'Daylight Dandy' Cueto making Cy Young bid

'Daylight Dandy' Cueto making Cy Young bid

Published Aug. 18, 2012 9:22 p.m. ET

CINCINNATI -- The Cincinnati Reds have not had a Cy Young Award winner since, well, since baseball was invented.
 
In other words, never.
 
And the Reds have not had a 20-game winner since 1988 when lefthander Danny Jackson won 23 with 15 complete games.
 
Johnny Cueto is The Man on the Mound trying to change all that -- win a Cy Young, win 20 games -- while trying to pitch his team into its first World Series since 1990.
 
Cueto won his 16th game Saturday, holding the Chicago Cubs to two runs and three hits over eight innings, walking none and striking out eight.
 
So, the 26-year-old Dominican righthander is 16-6 with a 2.44 ERA and he is maturing faster than a pumpkin patch in October.
 
On Saturday the Cubs scored two runs in the first inning on a home run by Alfonso Soriano. In the not too distant past that would have totally unnerved Cueto, put a permanent frown on his face, cause him to try to throw his fastballs through a Kevlar vest.
 
That's no longer the modus operandi. After Soriano's home run Cueto retired 20 of the final 22 batters he faced and the Reds rescue Cueto with home runs by Xavier Paul, Todd Frazier and Miguel Cairo.
 
"Johnny settled down after Soriano's home run and in the past that might have bothered him," said manager Dusty Baker. "He settled down like it was no big deal. Success breeds that. And he is getting better and better."
 
Cueto knows there is a major difference in his reaction to adversity and how he works delicately through it rather than trying to run through it carrying a battering ram.
 
"I'm a human being and they are going to hit me, not matter what," he said. "But when he (Soriano) hit that home run I said, 'OK, this is it. I'm going to stop them the rest the way.'"
 
He couldn't have stopped the Cubs more than if his head was a traffic light shining red.
 
Baker believes Cueto is using what he considered a snub to push him to a goal -- the snub was not making the All-Star team and the goal is the Cy Young.
 
"He has to be in serious contention for the Cy Young," Baker added. "You know we don't talk about it, but I'm sure it is in the back of his mind, especially after not making the All-Star team.
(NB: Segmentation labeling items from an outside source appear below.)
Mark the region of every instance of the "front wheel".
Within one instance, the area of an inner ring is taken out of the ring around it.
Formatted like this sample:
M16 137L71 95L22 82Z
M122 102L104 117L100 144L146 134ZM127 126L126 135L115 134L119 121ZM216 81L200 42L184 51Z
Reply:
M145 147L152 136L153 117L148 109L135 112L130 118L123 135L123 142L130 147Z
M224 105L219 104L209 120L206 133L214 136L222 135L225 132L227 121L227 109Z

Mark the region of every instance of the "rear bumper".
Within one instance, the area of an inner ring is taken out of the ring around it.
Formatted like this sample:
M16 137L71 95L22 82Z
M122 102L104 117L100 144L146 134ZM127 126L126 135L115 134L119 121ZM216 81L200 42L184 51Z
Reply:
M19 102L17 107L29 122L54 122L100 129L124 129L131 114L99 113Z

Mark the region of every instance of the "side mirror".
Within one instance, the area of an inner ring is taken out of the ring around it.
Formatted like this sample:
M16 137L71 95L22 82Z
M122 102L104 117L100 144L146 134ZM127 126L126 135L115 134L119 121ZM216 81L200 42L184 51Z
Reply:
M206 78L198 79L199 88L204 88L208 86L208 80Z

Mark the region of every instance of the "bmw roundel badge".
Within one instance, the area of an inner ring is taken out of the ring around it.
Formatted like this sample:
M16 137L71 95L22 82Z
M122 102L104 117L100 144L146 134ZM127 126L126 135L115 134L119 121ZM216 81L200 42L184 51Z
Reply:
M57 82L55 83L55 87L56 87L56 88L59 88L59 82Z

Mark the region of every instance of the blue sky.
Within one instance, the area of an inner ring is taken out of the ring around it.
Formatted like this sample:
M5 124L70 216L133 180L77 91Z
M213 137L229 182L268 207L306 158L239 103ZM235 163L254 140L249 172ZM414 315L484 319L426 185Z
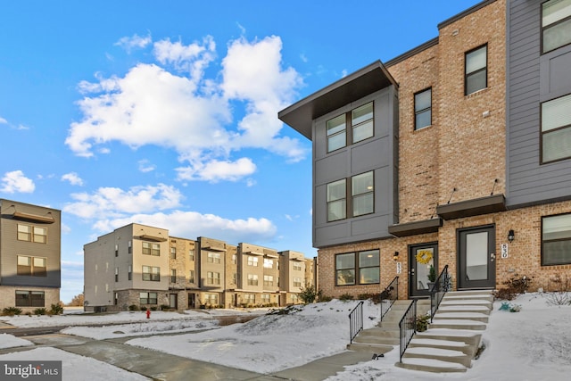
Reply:
M477 3L2 2L0 198L62 210L64 302L130 222L313 257L311 145L277 112Z

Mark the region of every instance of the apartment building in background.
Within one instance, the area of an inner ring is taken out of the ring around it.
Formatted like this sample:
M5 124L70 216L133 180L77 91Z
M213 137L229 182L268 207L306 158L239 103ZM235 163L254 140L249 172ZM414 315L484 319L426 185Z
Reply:
M281 111L312 142L319 289L570 278L569 110L571 0L486 0Z
M285 306L315 283L314 260L300 253L136 223L85 244L84 255L86 311Z
M0 199L0 310L60 302L61 211Z

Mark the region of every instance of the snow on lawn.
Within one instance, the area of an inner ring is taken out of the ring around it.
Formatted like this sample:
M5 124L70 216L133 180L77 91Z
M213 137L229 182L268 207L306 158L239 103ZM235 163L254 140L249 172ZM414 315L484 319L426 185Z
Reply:
M29 346L34 345L34 343L21 339L20 337L12 336L8 334L0 335L0 349L15 348L17 346Z
M333 300L297 305L287 314L261 316L219 329L129 340L127 344L214 362L271 373L343 352L349 342L349 313L357 302ZM365 328L378 322L379 306L365 302Z
M97 360L70 353L55 348L36 348L30 351L17 352L0 355L2 361L27 361L38 360L62 361L62 378L65 381L89 380L89 381L141 381L149 378L137 373L128 372L120 368L109 365Z

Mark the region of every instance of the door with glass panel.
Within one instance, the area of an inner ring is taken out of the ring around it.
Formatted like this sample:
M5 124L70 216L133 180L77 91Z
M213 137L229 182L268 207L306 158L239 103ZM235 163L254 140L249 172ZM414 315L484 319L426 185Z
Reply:
M438 277L438 244L423 244L409 247L410 295L427 296Z
M495 228L458 231L458 289L496 286Z

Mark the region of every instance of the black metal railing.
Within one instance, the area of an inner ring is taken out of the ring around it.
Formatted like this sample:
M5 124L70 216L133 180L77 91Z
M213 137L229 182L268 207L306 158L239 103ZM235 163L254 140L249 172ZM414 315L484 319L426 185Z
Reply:
M379 302L381 304L381 321L386 315L386 312L391 310L394 301L399 299L399 277L394 277L394 279L389 283L389 286L383 290L379 295Z
M410 302L410 305L404 312L404 316L399 322L401 330L401 357L399 361L402 362L402 355L412 340L412 336L417 332L417 299Z
M450 289L450 277L448 275L448 265L444 266L442 272L436 278L436 281L430 289L430 322L438 310L440 302L443 301L444 294Z
M359 304L349 313L349 326L351 330L350 344L353 344L353 339L363 329L363 301L359 302Z

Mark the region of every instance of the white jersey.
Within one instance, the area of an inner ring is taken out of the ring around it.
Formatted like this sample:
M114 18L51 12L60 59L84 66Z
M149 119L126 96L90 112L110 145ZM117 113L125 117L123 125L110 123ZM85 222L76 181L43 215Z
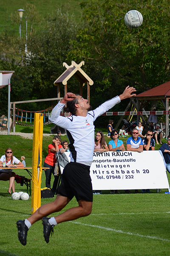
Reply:
M1 157L1 158L0 159L0 161L1 161L1 162L2 162L3 163L4 157L5 157L5 155L3 155L3 156L2 156L2 157ZM11 160L10 160L9 161L9 162L7 162L6 161L6 165L8 166L8 165L9 165L11 164L14 164L15 163L17 164L18 164L18 163L20 163L20 160L19 160L17 158L13 156L13 160L12 163L11 162ZM12 169L0 169L0 172L12 172Z
M100 105L94 110L88 112L86 116L60 116L61 110L65 104L60 102L52 110L49 120L66 130L69 141L70 156L71 162L92 162L94 151L94 125L97 117L120 102L117 96Z

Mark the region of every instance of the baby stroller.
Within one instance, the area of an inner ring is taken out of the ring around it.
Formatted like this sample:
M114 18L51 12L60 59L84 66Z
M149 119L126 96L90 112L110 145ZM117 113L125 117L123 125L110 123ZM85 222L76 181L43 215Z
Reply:
M136 120L133 121L133 122L130 122L125 119L123 119L122 122L125 126L123 129L125 130L126 133L131 134L132 130L136 126Z

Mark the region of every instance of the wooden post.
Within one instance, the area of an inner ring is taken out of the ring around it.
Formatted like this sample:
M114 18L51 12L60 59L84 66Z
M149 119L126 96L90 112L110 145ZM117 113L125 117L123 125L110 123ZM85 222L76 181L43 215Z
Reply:
M127 111L128 111L128 110L129 109L129 108L130 107L131 105L132 105L132 102L131 101L130 101L129 102L128 104L128 106L126 107L125 112L126 112ZM123 120L123 119L125 117L125 116L122 116L121 118L120 118L120 119L119 119L118 123L117 123L116 125L115 126L115 129L117 130L117 128L118 128L119 126L120 123L122 121L122 120Z
M169 99L165 99L166 111L169 110ZM169 135L169 115L165 115L166 137Z
M82 85L83 84L83 83L80 82L80 95L81 96L82 96Z
M64 86L64 95L65 95L67 93L67 84Z
M60 84L59 83L57 84L57 98L60 97Z
M90 85L88 81L87 82L87 88L88 88L88 101L90 104Z
M13 132L15 132L15 102L13 102Z

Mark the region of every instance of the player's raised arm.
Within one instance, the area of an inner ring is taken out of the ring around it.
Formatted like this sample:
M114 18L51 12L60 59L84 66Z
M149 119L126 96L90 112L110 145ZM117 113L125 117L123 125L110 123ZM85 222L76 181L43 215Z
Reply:
M129 87L129 86L128 85L126 87L122 94L119 95L119 96L120 100L122 100L127 98L131 98L133 96L136 96L136 94L133 93L136 91L136 90L135 88L134 88L133 87ZM132 93L132 94L131 93Z
M66 104L67 102L73 100L76 97L76 94L74 94L74 93L67 93L64 98L63 98L60 101L60 103Z

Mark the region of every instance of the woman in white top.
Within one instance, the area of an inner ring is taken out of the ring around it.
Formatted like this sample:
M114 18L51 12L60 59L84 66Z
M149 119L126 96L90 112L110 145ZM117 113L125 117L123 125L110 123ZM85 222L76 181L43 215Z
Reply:
M100 151L105 152L109 151L109 149L107 145L105 136L101 131L98 131L96 134L96 137L94 140L94 152Z
M18 159L13 156L12 150L10 148L8 148L6 150L5 155L2 156L0 159L0 168L3 167L3 159L5 164L8 167L23 167L24 165ZM14 164L16 163L17 164ZM11 194L11 189L13 193L15 192L15 173L12 172L12 169L0 169L0 180L9 180L9 185L8 192Z
M141 122L139 122L138 126L136 126L136 128L139 131L139 136L140 136L141 138L144 138L144 136L142 134L144 127L142 126L142 123Z

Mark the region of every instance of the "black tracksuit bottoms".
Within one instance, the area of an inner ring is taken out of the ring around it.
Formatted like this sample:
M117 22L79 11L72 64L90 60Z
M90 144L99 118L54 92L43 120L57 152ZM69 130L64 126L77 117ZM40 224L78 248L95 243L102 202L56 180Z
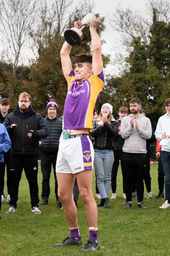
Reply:
M20 181L23 168L28 182L32 207L38 206L38 156L28 154L11 155L10 180L11 181L9 194L10 206L17 207Z
M138 202L143 201L144 169L147 159L146 154L123 152L122 155L124 167L125 167L124 176L126 202L132 201L132 192L134 181L136 184Z

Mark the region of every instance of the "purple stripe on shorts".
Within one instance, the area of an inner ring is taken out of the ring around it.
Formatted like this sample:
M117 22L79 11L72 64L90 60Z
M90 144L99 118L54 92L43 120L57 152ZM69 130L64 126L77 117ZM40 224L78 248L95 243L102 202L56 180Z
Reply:
M84 164L89 163L89 166L84 166L84 170L92 170L92 157L90 142L86 136L80 137L83 152L83 162Z

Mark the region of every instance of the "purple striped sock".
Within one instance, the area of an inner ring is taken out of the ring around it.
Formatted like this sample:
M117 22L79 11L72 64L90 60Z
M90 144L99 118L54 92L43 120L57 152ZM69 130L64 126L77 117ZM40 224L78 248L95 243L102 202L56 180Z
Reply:
M72 238L78 238L79 239L81 237L80 236L79 230L78 228L75 228L75 229L70 230L70 236Z
M98 230L90 230L89 240L91 242L97 242L97 235Z

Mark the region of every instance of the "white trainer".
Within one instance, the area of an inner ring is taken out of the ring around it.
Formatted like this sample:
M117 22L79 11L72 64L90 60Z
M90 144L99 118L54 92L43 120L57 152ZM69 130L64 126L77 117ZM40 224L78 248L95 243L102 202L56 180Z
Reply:
M116 193L113 193L111 197L111 199L116 199Z
M96 194L96 197L97 198L99 198L99 199L101 199L101 195L100 194Z
M40 210L38 208L38 207L37 206L35 206L35 207L33 207L31 209L31 211L34 213L41 213L41 212Z
M160 206L159 208L162 209L165 209L166 208L167 208L168 207L169 207L170 206L170 204L168 203L167 200L166 200L165 203L162 205L161 206Z
M7 201L9 203L10 201L10 196L8 194L7 196Z

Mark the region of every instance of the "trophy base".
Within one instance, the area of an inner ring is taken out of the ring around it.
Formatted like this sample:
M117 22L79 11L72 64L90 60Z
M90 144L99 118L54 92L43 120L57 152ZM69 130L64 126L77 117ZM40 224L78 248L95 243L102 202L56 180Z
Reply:
M69 29L65 31L64 34L65 41L72 46L79 46L81 44L82 40L79 35L75 31Z

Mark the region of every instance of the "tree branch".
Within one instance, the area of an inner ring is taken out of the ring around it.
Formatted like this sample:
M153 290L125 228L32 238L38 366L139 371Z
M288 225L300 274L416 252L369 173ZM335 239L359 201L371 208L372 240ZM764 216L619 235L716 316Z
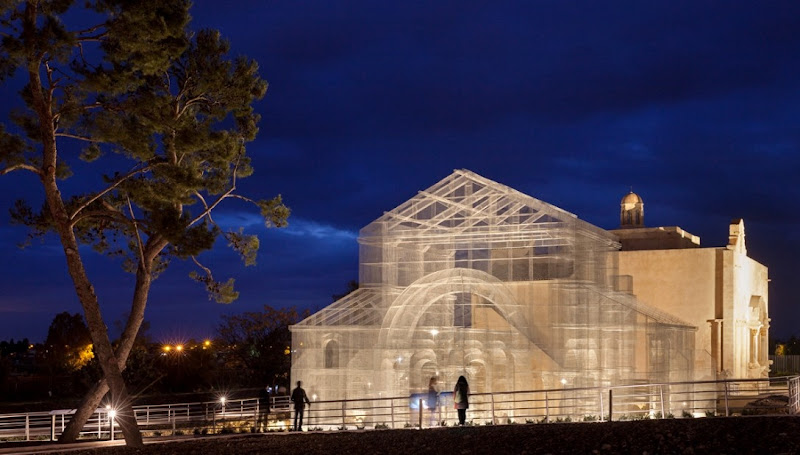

We feel very confident and comfortable when he is on the mound."
 
Said Cueto, "I have to keep working. There is a lot more baseball to go before I think about those things. Yeah, I wanted to go to the All-Star game, to have that honor, but I can't worry about the Cy Young right now. Too many games to go."
 
And for some inexplicable reason, Cueto is The Day Dreamer, a pitcher who forces the other team to have Dog Day Afternoons. He is 11-0 this season in day games with a 1.62 earned run average.
 
"I like to throw at night," he said. "Don't get me wrong. I like to throw at night better than at day. But when I know a day game is coming I prepare, I get ready to throw. I jdomn't do anything different for day or not games. I prepare the same way. Just one of those things."
 
On Saturday, the Reds and Cubs were playing a day/night doubleheader are part of a makeup from an earlier rainout. They chose Cueto to pitch the firt game, during the day, then had rookie Todd Remond ready for his major-league debut in the night game.
 
"They told me, 'You have to pitch the first game, you have to get us the win in the first game,'" Cueto said. "So I concentrated hard to get ready to do that."
 
And do it he did. He did it by throwing strikes. Twenty of the 28 batters he faced so first-pitch strikes. He walked nobody, a huge turn-around in his career.
 
So far this season he has walked only 37 in 169 2/3 innings while striking out 135.
 
Cueto is 7-1 in his last eight starts and while he might not be thinking about Cy Young, he is sure thinking like Cy Young, pitching like Cy Young and, well, he can at least sniff the base of the trophy.